I have followed with great interest the debates on Bill 96, especially those relating to indicators for monitoring the state of the language. Since the international francophone space is our field of study, let us here examine certain observations for Quebec.
Let’s start by recalling a few names. Former Presidents Léopold Sédar Senghor of Senegal, Habib Bourguiba of Tunisia, Hamani Diori of Niger and Prince Norodom Sihanouk of Cambodia are known as the fathers of La Francophonie. Boutros Boutros-Ghali, Abdou Diouf, Michaëlle Jean and Louise Mushikiwabo succeeded each other at the head of the international organization La Francophonie. Yasmina Khadra, Alain Mabanckou, Ahmadou Kourouma and Prix Goncourt, who are Mohamed Sarr, Amin Maalouf and Tahar Ben Jelloun, are great feathers of the French language to which we can add those of Dany Laferrière, Jim Corcoran, Kim Thúy and Boucar.
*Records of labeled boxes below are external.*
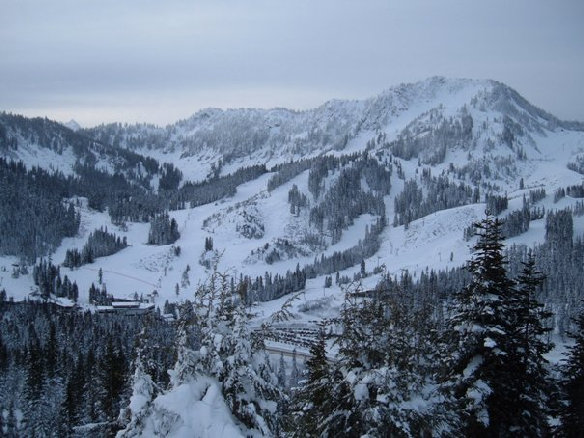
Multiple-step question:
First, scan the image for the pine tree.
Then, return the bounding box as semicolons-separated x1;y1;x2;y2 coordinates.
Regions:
446;216;514;436
559;312;584;438
291;327;332;436
505;253;553;436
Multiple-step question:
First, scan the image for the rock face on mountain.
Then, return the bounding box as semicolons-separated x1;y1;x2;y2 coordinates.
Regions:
78;77;583;162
Diof. .
What do these people have in common? They are certainly great personalities in the French-speaking world, but none of them have French as their mother tongue.
They are a reflection of the French-speaking world, which has been completely transformed in recent decades. In the early 1960s, the Francophone population was firmly established in the Nordic countries – more than 90% – and at that time it consisted mainly of people whose mother tongue was French. This is no longer the case in 2022: Almost 60% of the 321 million francophones are in the South, where very few have French as their mother tongue. As I have pointed out on several occasions: we are born less and less francophone, but we are becoming more and more.
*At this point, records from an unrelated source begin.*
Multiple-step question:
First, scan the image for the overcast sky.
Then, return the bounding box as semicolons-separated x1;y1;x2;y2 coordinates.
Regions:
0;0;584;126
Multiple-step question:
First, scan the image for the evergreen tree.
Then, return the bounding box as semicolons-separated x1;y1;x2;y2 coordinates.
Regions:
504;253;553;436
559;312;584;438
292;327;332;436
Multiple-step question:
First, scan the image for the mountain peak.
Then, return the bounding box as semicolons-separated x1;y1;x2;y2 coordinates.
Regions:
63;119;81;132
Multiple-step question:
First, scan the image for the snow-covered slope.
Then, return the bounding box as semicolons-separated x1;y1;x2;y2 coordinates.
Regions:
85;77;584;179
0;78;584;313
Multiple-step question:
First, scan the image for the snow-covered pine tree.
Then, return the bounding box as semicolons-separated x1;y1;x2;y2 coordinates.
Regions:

These 321 million people live in what we call the French-speaking galaxy, within which we have delimited a subset of territories, the planet “born or living in French”, which includes those who are daily exposed to the French language. The number of French speakers on this planet has grown by 55 million from 2010 to 2022, including 50 million (91%) on the African continent, confirming the shift of the center of francophony from Europe to Africa.
However, it is multilingualism that first characterizes the linguistic regimes of French-speaking Africa. A study we just published shows that between 75% and 98% of the population in about 30 cities in French-speaking Africa declare that they speak two or more languages. The contexts are varied, but French is ubiquitous. The example of Abidjan is eloquent, as 90% of the population declare that they speak French most often at work. In this country, French is used as the only language by 20% of the inhabitants of Abidjan, while 70% say that they use French and an Ivorian language.
This pattern also characterizes, with some variations, the larger cities of other countries: Benin, Cameroon, Congo, Gabon, etc. Elsewhere, French is less present but seen as a partner language, with Wolof in Senegal, Bambara in Mali, Arabic in Maghreb, and this, while it is very often the most important language of instruction from primary school to primary school. It is therefore the school that has become the primary place for the dissemination of the French language in the French-speaking world, a language that is then spread in the written media, in parliaments and through posters in the bustling streets of these big cities. French-speaking Africa.
It is worth remembering that it is from this continent that more and more French-speaking immigrants from Quebec and Canada are coming. Multilingualism among these francophones is therefore not a fiction that some demographers would have us believe. It seems clear that mother tongue is an indicator that we must continue to collect in surveys and censuses, but this information is clearly insufficient to define who is a francophone.
Finally, it is constantly reiterated that Quebec is surrounded by more than 300 million English speakers in America. Why not try to bring Quebec closer to these millions of French speakers on the planet, which are sometimes quite far away, but within easy reach of a click or a Zoom? Promote exchanges with these other French speakers on the planet? And even more, is it possible first and foremost to stop creating barriers for those who want to study here, discover Quebec and why not live there and start a family here? It is certainly time to revive this idea of a French-speaking visa that would facilitate mobility through this galaxy.
Pierre Bourgault wrote in 1997: “Today, our children of all origins are in our common language and know that French, if it isolates us in North America, also opens up all horizons for us throughout the world. “The horizons are now formed by more than 320 million French speakers on several continents.